Nowe Audi R8 będzie w pełni elektryczne. Czas na rozwód z Lamborghini

Audi R8 powróci w nowej formie. Za plecam nie znajdzie się już wolnossące V10, a zestaw baterii. Niemiecki supersamochód zostanie elektrykiem - a to oznacza rozwód z Lamborghini.

Przez wiele lat Audi R8 i Lamborghini Gallardo/Huracan były spokrewnionymi konstrukcjami. Auta te łączyło nie tylko podwozie, ale też część konstrukcji nadwozia, silnik i zawieszenie. Obydwa samochody oferowały jednak skrajnie inne emocje. O ile Audi przemawiało do fanów chłodnego i technicznego designu, o tyle Lamborghini miało w sobie dużo więcej charakteru. Teraz drogi tych aut po latach się rozejdą.

Audi R8 stanie się pełnoprawnym elektrykiem

Marka z Ingolstadt uznaje, że od elektryfikacji nie ma już odwrotu. Do tego Niemcy chcą pokazać się z najlepszej strony - możliwie najszybciej wprowadzając gamę samochodów na prąd.

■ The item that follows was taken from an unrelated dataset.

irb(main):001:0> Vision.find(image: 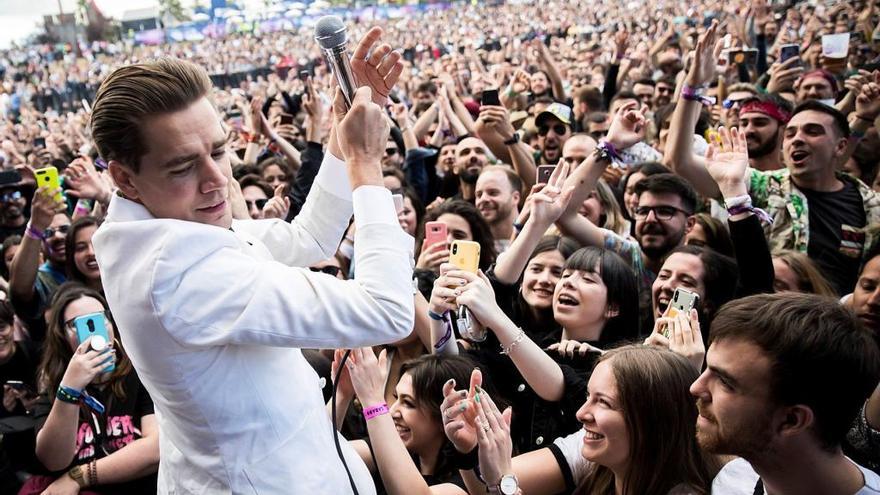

Wisienką na torcie w tym towarzystwie ma być właśnie R8. To będzie typowy showcar - pokazujący potencjał technologii opracowywanej przez Audi. Nowa generacja tego auta ma wyróżniać się odważną stylistyką i fantastycznymi osiągami.

Audi R8 2024

Pamiętajcie, że grupa Volkswagena ma potężny atut w postaci Rimaca w swoich szeregach. Chorwacka firma tworzy jedne z najlepszych technologii do samochodów na prąd, a jej doświadczenie wykorzystywane jest w większym lub mniejszym stopniu przez wszystkie marki grupy.

A co stanie się z następcą Lamborghini Huracan?

Wszystko wskazuje na to, że Włosi nie odejdą jeszcze od silnika spalinowego. Pewne jest jednak to, że w tym samochodzie w większym lub mniejszym stopniu pojawi się elektryfikacja. Oznaczać to będzie znacznie wyższą moc i jeszcze lepsze osiągi. Trudno jednak powiedzieć, czy sercem auta pozostanie jednostka V10, czy też możemy liczyć na coś zupełnie innego.

Nikogo nie zdziwi też stworzenie dwóch wersji tego auta - z elektryczną na czele. Następca Huracana może wprowadzić do gamy włoskiej manufaktury elektryczny supersamochód, który "przekona do siebie" klientów.

Audi R8 2024

Pewne jest natomiast to, że Lamborghini także będzie produkować elektryki - i to już niebawem. Nowy plan marki zakłada pełną elektryfikację za osiem lat. Nim to jednak nastąpi zobaczymy kilka ciekawych aut z potężnymi jednostkami - w tym następcę Aventadora, wykorzystującego oczywiście konstrukcję V12. Będzie to całkowicie nowy silnik, opracowany od podstaw, a nie rozwijany na bazie konstrukcji z Aventadora.